The adverse credibility determination is also supported by a second inconsistency. On cross examination, the Government asked Zhou when she last had her IUD examined. Zhou initially stated September 2001, but when asked corrected to September 2011. In the absence of the demeanor issues, a reasonable factfinder might easily have accepted Zhou's explanation that she merely misspoke. Majidi, 430 F.3d at 80. However, the IJ emphasized (and the record confirms) that Zhou gave minimal, stilted answers to many questions, and supplied detail only as to the abortion suggesting that Zhou was “testifying from a script rather than from experience.” Li Hua Lin, 453 F.3d at 109.

Finally, the IJ reasonably concluded that Zhou's corroborating evidence was insufficient to rehabilitate her discredited testimony. Biao Yang v. Gonzales, 496 F.3d 268, 273 (2d Cir. 2007). The letter from Zhou's mother omitted mention that she was present for the abortion (as Zhou testified). The IJ reasonably gave limited weight to the only other evidence directly corroborating Zhou's claim, a letter from her aunt that provided no details and did not state that the aunt was present for any of the events in question.

Given inconsistencies in Zhou's testimony, as well as Zhou's poor demeanor and lack of corroborating evidence, we conclude that the “totality of the circumstances” supports the adverse credibility determination. See Xiu Xia Lin, 534 F.3d at 167. That determination is dispositive of asylum, withholding of removal, and CAT relief because all three forms of relief relied on the same factual predicate. See Paul v. Gonzales, 444 F.3d 148, 156 (2d Cir. 2006).

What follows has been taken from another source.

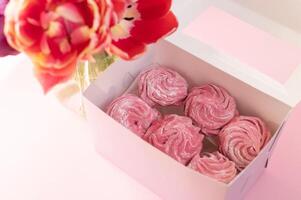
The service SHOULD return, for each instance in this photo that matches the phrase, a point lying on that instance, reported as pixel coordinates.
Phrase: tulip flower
(57, 34)
(144, 22)
(5, 49)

For the foregoing reasons, the petition for review is DENIED. As we have completed our review, any stay of removal that the Court previously granted in this petition is VACATED, and any pending motion for a stay of removal in this petition is DISMISSED as moot. Any pending request for oral argument in this petition is DENIED in accordance with Federal Rule of Appellate Procedure 34(a)(2), and Second Circuit Local Rule 34.1(b).